I read my first Murakami book Norwegian Wood in Japanese, in the summer of 2005, when I was starting to become interested in Yoko. The story I tell again and again: I was reading at a plastic table in downtown Niigata, across from the McDonalds. Yoko texted me, asking if I wanted to meet up. I'm downtown, I responded, where are you? At your apartment — it's okay, another time then. I can come now, I replied, I'll be there in twenty minutes. No, it's fine, she texted back: another time.

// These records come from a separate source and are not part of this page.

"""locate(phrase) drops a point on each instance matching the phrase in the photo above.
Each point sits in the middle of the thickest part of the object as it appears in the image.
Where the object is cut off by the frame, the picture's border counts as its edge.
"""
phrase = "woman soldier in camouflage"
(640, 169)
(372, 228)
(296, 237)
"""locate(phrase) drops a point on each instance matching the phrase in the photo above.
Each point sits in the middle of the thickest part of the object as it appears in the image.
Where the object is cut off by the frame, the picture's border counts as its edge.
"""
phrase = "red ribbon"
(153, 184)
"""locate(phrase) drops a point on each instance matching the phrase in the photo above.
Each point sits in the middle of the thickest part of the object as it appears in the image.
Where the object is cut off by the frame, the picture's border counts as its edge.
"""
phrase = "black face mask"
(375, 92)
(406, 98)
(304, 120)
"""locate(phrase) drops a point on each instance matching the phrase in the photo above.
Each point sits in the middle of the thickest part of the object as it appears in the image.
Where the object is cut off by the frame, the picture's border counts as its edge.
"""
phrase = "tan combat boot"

Having found the book and been given another chance, I was determined to not make the same mistake. I read and read and read for three days, feeling like I was watching a film. I got to the end, and had an epiphany, a remarkable moment of clarity, after a summer of Yoko's skin burning and the money evaporating and another day and another day and another day. There had been nothing to look forward to, but then the end of this book seemed to remind me that, yes, the future was coming, yes, it was bright, yes, it will be okay. Reading Japanese again made me feel remarkably strong, like I could say things to Yoko clearly after a year and half of mumbling and picking the easiest word, dropping articles, and losing all the precision that written Japanese has.

The momentum feels like it is building: Yoko got medicine from the doctor and is beginning to feel better. I keep going every morning to the gym to do my circuit training and sweat out my old self, the Malaysian self that ate all that food and sat at the computer deep into the night waiting for the autumn to come. Yoko made curtains for the windows because I didn't want to spend any more money. I get up and touch her on the leg before I head out: I'm going to the gym. A little bit more of me will come back in a couple of hours. 

On Thursday, the landlord confirmed that she would renew our contract, but wanted to put the rent up. We took it in stride and I looked for another house all weekend, resigned that I would be paying another £25 a month for this mouldy, dark terrace house. This morning, though, we viewed a property up on Tennal Rd with wood floors and larger refrigerator and no mould under the kitchen flooring. The light comes in on three sides and I stood at the top of the landing, looking around feeling like this is a house we could grow up in. It felt possible, plausible, this whole thing. The whole goddammed year we have been clawing along, but here: a kind of gift. A better place to live, for the same price, for less really. No penalty for moving. No more mould and dirty carpets. The deal isn't done, but it doesn't matter — the potential is there. 

At the end of the Murakami book, the protagonist is sucked into the darkness and the world of dreams. It's funny to remember again, at 32, the magic of books and of escaping into another person's perspective. Don't worry, you can still escape every now and again.